Eles somente queriam seus dignos documentos assinados devidamente junto aos pagamentos proporcionais (de uma vida inteira de trabalho a fio para a propriedade). Porém um diálogo que rapidamente se inicia com uma espingarda de calibre 12 nas mãos do patrão não denota suavidade e equilíbrio. Tampouco busca a razoabilidade em suas ideias, mesmo que os empregados já estivessem agitados e impacientes. As palavras aqui já estão mortas.

Para chegar ao pontapé inicial dessa escalada de ódio e intolerância dentro da fazenda, o diretor Daniel Bandeira, incisivo e desafiador, já mostrava o marido de Teresa fazendo algo comum dentro das residências nacionais: a falta de compreensão com pessoas – como sua esposa – que possuem algum trauma psicológico. Ele considera a agonia dela uma coisa melindrosa, pedante e afetada. E é assim. Um mal como crises de pânico, no geral, não é visto como algo digno de um processo zeloso de cura, resiliência e afeto. A saúde mental agoniza em diversos lares.

Na fazenda, as reinvindicações mais básicas escancaram o desejo de um Brasil melhor. E expõem um Brasil que ainda mente a seus trabalhadores. E os faz de escravos. A falta dos direitos trabalhistas garantidos pelo artigo 7º da Constituição Federal lamentavelmente ainda é algo imperativo em alguns rincões desse país. Mas a euforia, a agitação e as falsas promessas naquele segundo ato vão se tornando bola de neve a cada frase, vão sendo carregadas de ódio e de falta de equilíbrio até que no estopim do levante, temos dois lados completamente opostos em que não há mais nenhuma chance de solução. E a mise-en-scène aqui não é maniqueísta (não se trata mais de bem x mal).

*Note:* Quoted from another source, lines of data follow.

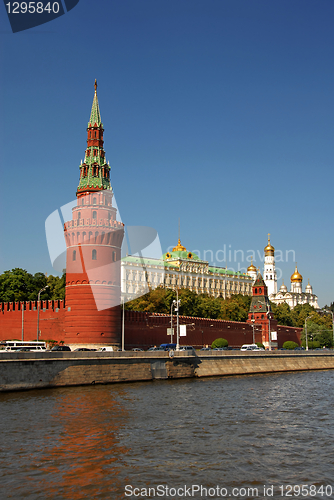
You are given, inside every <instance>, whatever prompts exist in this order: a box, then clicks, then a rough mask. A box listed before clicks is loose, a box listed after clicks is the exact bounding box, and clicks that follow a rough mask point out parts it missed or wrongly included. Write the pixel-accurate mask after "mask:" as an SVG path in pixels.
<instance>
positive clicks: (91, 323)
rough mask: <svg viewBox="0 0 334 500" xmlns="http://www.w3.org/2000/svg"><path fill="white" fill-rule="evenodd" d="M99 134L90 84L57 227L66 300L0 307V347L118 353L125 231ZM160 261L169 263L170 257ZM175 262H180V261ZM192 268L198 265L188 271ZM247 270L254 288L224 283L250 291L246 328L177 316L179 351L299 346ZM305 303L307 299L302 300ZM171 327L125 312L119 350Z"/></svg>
mask: <svg viewBox="0 0 334 500" xmlns="http://www.w3.org/2000/svg"><path fill="white" fill-rule="evenodd" d="M103 132H104V129H103V124H102V122H101V116H100V110H99V104H98V99H97V83H96V80H95V93H94V99H93V105H92V110H91V115H90V120H89V123H88V128H87V148H86V151H85V159H84V162H83V163H81V164H80V166H79V168H80V180H79V186H78V188H77V204H76V206H75V207H74V208H73V209H72V219H71V220H70V221H67V222H65V224H64V234H65V241H66V248H67V252H66V289H65V297H66V298H65V301H60V300H55V301H40V304H39V308H38V304H37V301H34V302H15V303H0V341H1V340H14V339H16V340H26V341H28V340H37V337H38V340H44V341H50V340H52V341H56V342H61V341H62V342H64V343H65V344H70V345H71V346H73V347H75V346H92V347H93V346H99V345H103V344H104V345H114V346H120V342H121V328H122V326H121V325H122V311H121V308H120V306H119V304H120V303H121V264H120V263H121V246H122V241H123V236H124V225H123V224H122V223H121V222H119V221H117V219H116V208H114V207H113V204H112V203H113V190H112V187H111V185H110V166H109V162H108V163H107V162H106V159H105V151H104V149H103ZM182 248H183V247H182ZM266 249H267V250H266ZM266 249H265V254H266V258H267V257H268V258H269V257H270V259H271V260H270V259H269V260H270V261H269V260H268V262H266V265H267V267H268V269H267V271H268V272H269V270H270V273H271V275H270V277H269V279H272V281H273V282H274V280H275V273H274V272H273V271H274V270H273V269H272V265H273V262H272V260H273V255H274V248H273V247H272V246H271V245H270V240H268V246H267V247H266ZM174 250H175V249H174ZM166 255H167V254H166ZM167 257H168V259H170V258H172V255H170V256H169V255H168V256H167ZM177 257H178V258H179V257H180V256H179V254H178V255H177ZM168 259H167V260H168ZM187 259H188V260H189V259H191V262H192V261H195V260H196V259H194V256H192V255H190V254H188V256H187ZM181 260H182V259H181ZM195 265H205V263H202V262H200V263H196V262H195V264H192V266H195ZM253 268H254V269H253ZM249 270H250V271H251V272H253V273H254V276H253V284H251V283H252V280H250V276H247V275H244V276H240V277H239V276H237V277H234V276H233V277H232V278H231V283H232V281H233V279H235V280H239V281H240V283H239V282H238V281H236V285H235V286H240V292H238V291H237V290H238V288H235V290H236V291H235V293H247V294H248V293H250V288H251V290H252V303H251V307H250V311H249V316H248V320H247V322H246V323H242V322H235V321H225V320H212V319H203V318H194V317H185V316H180V325H187V336H186V337H181V338H180V344H181V345H192V346H194V347H195V348H200V347H202V346H204V345H211V343H212V342H213V341H214V340H215V339H217V338H221V337H222V338H225V339H226V340H227V341H228V343H229V345H230V346H234V347H240V346H241V345H242V344H245V343H249V344H251V343H253V335H254V339H255V342H262V343H263V344H264V345H265V346H266V347H269V346H270V345H269V344H270V342H269V334H270V333H272V334H273V333H274V332H275V335H273V336H272V341H271V347H273V348H277V347H281V346H282V345H283V343H284V342H285V341H287V340H293V341H294V342H297V343H298V344H300V333H301V330H302V329H301V328H295V327H287V326H279V325H277V321H276V320H275V319H274V317H273V313H272V311H271V309H270V302H269V299H268V287H267V282H265V281H264V280H263V278H262V276H261V274H260V273H257V272H256V268H255V267H254V266H250V268H249ZM211 271H212V274H214V273H216V274H218V270H217V269H214V270H211ZM211 271H210V272H211ZM213 271H214V272H213ZM226 272H227V270H225V282H223V281H222V280H221V279H220V278H219V279H218V278H217V279H216V281H217V286H218V285H219V286H221V283H225V286H226ZM171 276H172V275H171ZM170 279H171V280H172V279H174V278H172V277H171V278H170ZM248 281H249V285H248ZM173 283H174V282H173V281H171V284H173ZM233 286H234V285H233ZM247 286H249V288H247ZM270 286H271V285H270V284H269V287H270ZM174 288H175V287H174ZM270 291H271V290H270ZM273 291H275V292H276V289H275V288H273ZM298 292H299V289H298ZM225 293H226V290H225ZM224 296H225V295H224ZM308 297H311V295H307V298H308ZM280 298H281V297H280ZM38 309H39V334H38V335H37V321H38V319H37V316H38ZM170 321H171V318H170V316H169V315H165V314H153V313H145V312H133V311H125V317H124V325H125V348H126V349H130V348H133V347H142V348H144V349H147V348H149V347H150V346H152V345H159V344H161V343H166V342H169V341H170V337H168V336H167V328H170V326H171V325H170Z"/></svg>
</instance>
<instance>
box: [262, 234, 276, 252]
mask: <svg viewBox="0 0 334 500" xmlns="http://www.w3.org/2000/svg"><path fill="white" fill-rule="evenodd" d="M274 253H275V248H274V247H273V246H272V245H271V244H270V233H268V245H267V246H266V247H264V254H265V255H274Z"/></svg>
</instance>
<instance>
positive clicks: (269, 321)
mask: <svg viewBox="0 0 334 500" xmlns="http://www.w3.org/2000/svg"><path fill="white" fill-rule="evenodd" d="M267 318H268V321H269V325H268V328H269V351H271V331H270V305H269V304H267Z"/></svg>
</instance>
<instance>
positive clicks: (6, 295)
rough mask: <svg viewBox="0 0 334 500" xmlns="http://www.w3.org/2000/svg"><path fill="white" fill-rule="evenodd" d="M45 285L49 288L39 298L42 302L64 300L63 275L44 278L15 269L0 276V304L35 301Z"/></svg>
mask: <svg viewBox="0 0 334 500" xmlns="http://www.w3.org/2000/svg"><path fill="white" fill-rule="evenodd" d="M46 285H48V286H49V288H47V289H46V290H45V291H44V292H43V293H41V295H40V298H41V299H42V300H56V299H64V298H65V275H63V276H62V277H61V278H59V277H57V276H49V277H47V276H45V275H44V274H43V273H36V274H34V275H32V274H30V273H28V272H27V271H26V270H25V269H20V268H18V267H17V268H15V269H12V270H11V271H5V272H4V273H2V274H1V275H0V302H20V301H25V300H37V298H38V292H39V291H40V290H41V289H42V288H44V287H45V286H46Z"/></svg>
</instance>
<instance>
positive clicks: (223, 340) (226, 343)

A morte do discurso devido à tanta incompreensão e trapaça inicia o criminoso terceiro ato. Totalmente niilista aqui. E Teresa? Em meio a seus problemas e ao que se instala na fazenda, ela corre até seu carro blindado para se proteger de alguma forma frente a seus coléricos funcionários. E eles? Precisam medir quais seriam “as vias de fato” a que estariam dispostos a chegar para apagar rastros e vestígios de muita maldade gráfica – sem medida – emplacada ali naquela ‘Propriedade”.


OBRA VISCERAL

Destaque para as cores quentes da fotografia soberana de Pedro Sotero. Aqui, as cores de “Propriedade” fazem com que todos os personagens queimem e pareçam exalar em seus poros uma luta de sobrevivência eterna. A trilha sonora já destoava da imagem naquele primeiro ato. Ela apavorava. Eis ali o alto grau de perigo vindouro num ato singelo e introdutório. De verdade, consegui me ver dentro de uma das obras do grego autoral e alegórico Yorgos Lanthimos, como “Dente Canino” (2009) ou mesmo “O sacrifício do cervo sagrado” (2017).

Cada gota de suor registrada por Daniel Bandeira evoca grandes atuações. Malu Galli está formidável aqui. Os trejeitos que ela traz ao personagem que precisa de cuidados, mas que logo se vê diante de outro conflito e precisa sobreviver é excepcional. Há quem saltasse da cadeira com seus olhos marcados por angústia e apreensão. Um visceral Samuel Santos põe em tela um sujeito que pode ser considerado vilão para alguns. Mas realmente há uma empatia por sua motivação. Sua voz tenra em busca de seu objetivo e o nosso conhecimento prévio de casos desumanos contra os negros pelas fazendas desse nosso interior, principalmente num Nordeste achincalhado por autoridades abomináveis, mostram que o trabalhador quer apenas usufruir daquilo que demandou sua exploração abjeta. Afinal, todos os personagens pretos ali levantaram aquilo que foi o lucro exorbitante do dono do local.

Uma obra que não é para qualquer gosto, mas é absurdamente necessária. Ela vai marcar o Festival. E, mesmo sendo difícil de se raciocinar ainda em seu final, ela certamente contribui para nosso olhar de reparo. É necessária uma maior atuação sim do Ministério do Trabalho e do Ministério Público do Trabalho para que tal pavor não povoe nossa classe operária. A fim de que nosso valorizado trabalhador prospere, o espectador deve gritar e denunciar ao perceber o menor indício de escravismo. Isso nunca sumiu. Ele se camufla. Erradicá-lo é doloroso e às vezes não há vontade para tanto. Triste.